Zhang Zongsui (张宗燧; 1 June 1915 – 30 June 1969) was a Chinese physicist and an academician of the Chinese Academy of Sciences (CAS).

==Biography==
Zhang was born in Hangzhou, Zhejiang, on 1 June 1915, to Zhang Dongsun, a philosopher and social activist, and Wu Shaohong (吴绍鸿). His elder brother Zhang Zongbing (张宗炳) was an entomologist. His younger brother Zhang Zongying (张宗颖) and younger sister Zhang Zongye are physicists. In 1930, he was accepted to the Yenching University, at the next year, he was transferred to Tsinghua University, where he studied physics under Wu Youxun and Chung-Yao Chao. After university, he worked in the Purple Mountain Observatory. In 1937 he pursued advanced studies in the UK, earning his PhD from the University of Cambridge under Ralph H. Fowler. Then he worked in the Niels Bohr Institute under the leadership of Niels Bohr.
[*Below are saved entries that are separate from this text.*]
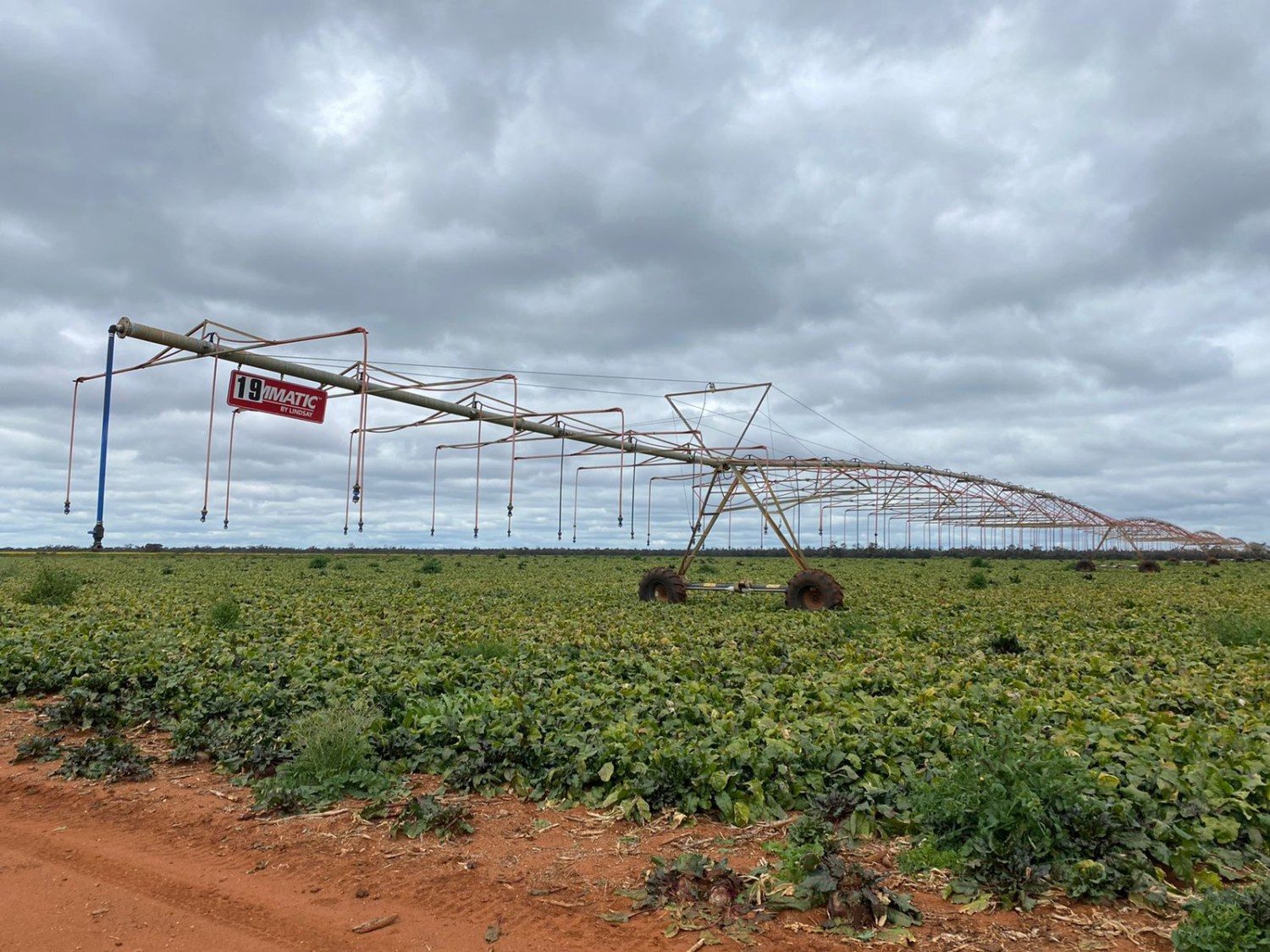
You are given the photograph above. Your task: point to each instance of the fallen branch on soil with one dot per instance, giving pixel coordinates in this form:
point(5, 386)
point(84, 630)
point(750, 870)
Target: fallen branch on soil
point(373, 924)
In 1939 he came to the ETH Zurich, working with Wolfgang Pauli.

Zhang returned to China in 1939 and that same year became a professor at the National Central University. In 1945 he became a senior research fellow at the University of Cambridge. In 1947 he worked in Princeton University. In 1951 he worked in the Chinese Academy of Sciences (CAS). He was elected an academician of the Chinese Academy of Sciences in 1957.

On 30 June 1969, he was persecuted to death by the Red Guards at the dawn of the Cultural Revolution.